Attributes `'lemma', 'root', 'root_tokens', 'ending', 'clitic', 'partofspeech'` are exactly the same in `'gt_morph_analysis'` and `'morph_analysis'`. Only the categories listed under `'form'` are different.

#### Disambiguation

The conversion to `'gt_morph_analysis'` can introduce some additional analyses, as some of the Vabamorf's verb categories have more than one corresponding GT category. These ambiguities are also automatically disambiguated by `GTMorphConverterTagger` based on contextual clues.

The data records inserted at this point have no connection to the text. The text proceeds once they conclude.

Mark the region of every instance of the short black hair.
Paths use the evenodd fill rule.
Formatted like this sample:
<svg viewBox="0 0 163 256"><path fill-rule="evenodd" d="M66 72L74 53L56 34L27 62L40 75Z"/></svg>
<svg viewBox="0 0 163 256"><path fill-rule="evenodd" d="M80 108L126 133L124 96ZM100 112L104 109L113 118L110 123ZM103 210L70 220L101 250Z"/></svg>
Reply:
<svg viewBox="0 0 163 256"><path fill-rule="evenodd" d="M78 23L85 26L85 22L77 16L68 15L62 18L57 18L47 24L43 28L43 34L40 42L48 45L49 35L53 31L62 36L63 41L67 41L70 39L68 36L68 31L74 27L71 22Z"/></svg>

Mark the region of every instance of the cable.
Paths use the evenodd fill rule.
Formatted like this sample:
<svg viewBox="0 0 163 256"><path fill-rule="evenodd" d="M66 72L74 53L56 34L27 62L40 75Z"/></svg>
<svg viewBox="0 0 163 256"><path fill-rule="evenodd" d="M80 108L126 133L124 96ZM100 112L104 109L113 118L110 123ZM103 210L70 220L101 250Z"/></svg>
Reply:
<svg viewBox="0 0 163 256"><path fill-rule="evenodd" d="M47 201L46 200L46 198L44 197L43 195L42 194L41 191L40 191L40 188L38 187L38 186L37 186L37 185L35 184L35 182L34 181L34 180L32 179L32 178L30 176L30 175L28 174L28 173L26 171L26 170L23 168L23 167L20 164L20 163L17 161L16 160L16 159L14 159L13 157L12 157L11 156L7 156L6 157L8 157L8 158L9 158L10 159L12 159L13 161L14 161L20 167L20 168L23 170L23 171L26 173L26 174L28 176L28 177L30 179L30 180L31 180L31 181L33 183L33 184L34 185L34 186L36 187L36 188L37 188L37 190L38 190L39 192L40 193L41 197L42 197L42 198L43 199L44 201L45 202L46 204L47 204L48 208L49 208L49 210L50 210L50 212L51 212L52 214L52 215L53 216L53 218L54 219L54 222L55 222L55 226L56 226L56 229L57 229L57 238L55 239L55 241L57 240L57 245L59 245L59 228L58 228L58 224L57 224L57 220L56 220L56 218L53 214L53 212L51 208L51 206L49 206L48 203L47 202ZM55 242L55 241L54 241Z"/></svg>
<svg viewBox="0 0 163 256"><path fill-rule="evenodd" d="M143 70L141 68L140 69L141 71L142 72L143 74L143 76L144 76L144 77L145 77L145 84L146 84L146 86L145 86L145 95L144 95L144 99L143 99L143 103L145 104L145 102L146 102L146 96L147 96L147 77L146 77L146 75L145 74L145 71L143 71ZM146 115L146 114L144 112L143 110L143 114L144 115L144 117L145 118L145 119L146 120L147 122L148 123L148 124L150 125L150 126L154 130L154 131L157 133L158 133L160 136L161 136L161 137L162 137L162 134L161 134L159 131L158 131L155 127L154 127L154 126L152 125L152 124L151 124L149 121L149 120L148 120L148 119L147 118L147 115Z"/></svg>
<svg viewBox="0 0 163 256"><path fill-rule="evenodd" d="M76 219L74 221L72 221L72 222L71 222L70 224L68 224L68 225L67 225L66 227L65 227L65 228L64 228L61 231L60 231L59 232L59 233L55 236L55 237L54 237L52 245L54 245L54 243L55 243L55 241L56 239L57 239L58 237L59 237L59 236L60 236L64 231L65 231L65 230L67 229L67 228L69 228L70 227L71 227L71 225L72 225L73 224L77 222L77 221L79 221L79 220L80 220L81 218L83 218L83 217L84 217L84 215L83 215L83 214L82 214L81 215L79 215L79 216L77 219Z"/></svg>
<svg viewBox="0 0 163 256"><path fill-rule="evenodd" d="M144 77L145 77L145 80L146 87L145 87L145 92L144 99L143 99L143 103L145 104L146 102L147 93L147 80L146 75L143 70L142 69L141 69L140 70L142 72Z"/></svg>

The first type of ambiguity that will be resolved is the ambiguity between negative and imperative form of a verb. This process can also be switched off with the flag `disambiguate_neg`:

In [4]:
from estnltk.taggers import GTMorphConverter
gt_converter = GTMorphConverter(disambiguate_neg=False) # Switch off disambiguation of negative verbs

text = Text('Sa ei peatu ega vaata ringi. Palun peatu!')
text.tag_layer(['morph_analysis', 'clauses'])
gt_converter.tag( text )
text['gt_morph_analysis']

layer name,attributes,parent,enveloping,ambiguous,span count
gt_morph_analysis,"normalized_text, lemma, root, root_tokens, ending, clitic, form, partofspeech",morph_analysis,,True,10

text,normalized_text,lemma,root,root_tokens,ending,clitic,form,partofspeech
Sa,Sa,sina,sina,"('sina',)",0,,Sg Nom,P
ei,ei,ei,ei,"('ei',)",0,,Neg,V
peatu,peatu,peatuma,peatu,"('peatu',)",0,,Pers Prs Imprt Sg 2,V
,peatu,peatuma,peatu,"('peatu',)",0,,Pers Prs Ind Neg,V
ega,ega,ega,ega,"('ega',)",0,,,J
vaata,vaata,vaatama,vaata,"('vaata',)",0,,Pers Prs Imprt Sg 2,V
,vaata,vaatama,vaata,"('vaata',)",0,,Pers Prs Ind Neg,V
ringi,ringi,ringi,ringi,"('ringi',)",0,,,D
.,.,.,.,"('.',)",,,,Z
Palun,Palun,paluma,palu,"('palu',)",n,,Pers Prs Ind Sg 1 Aff,V


In [5]:
from estnltk.taggers import GTMorphConverter
gt_converter = GTMorphConverter(disambiguate_neg=True) # Switch on disambiguation of negative verbs (default)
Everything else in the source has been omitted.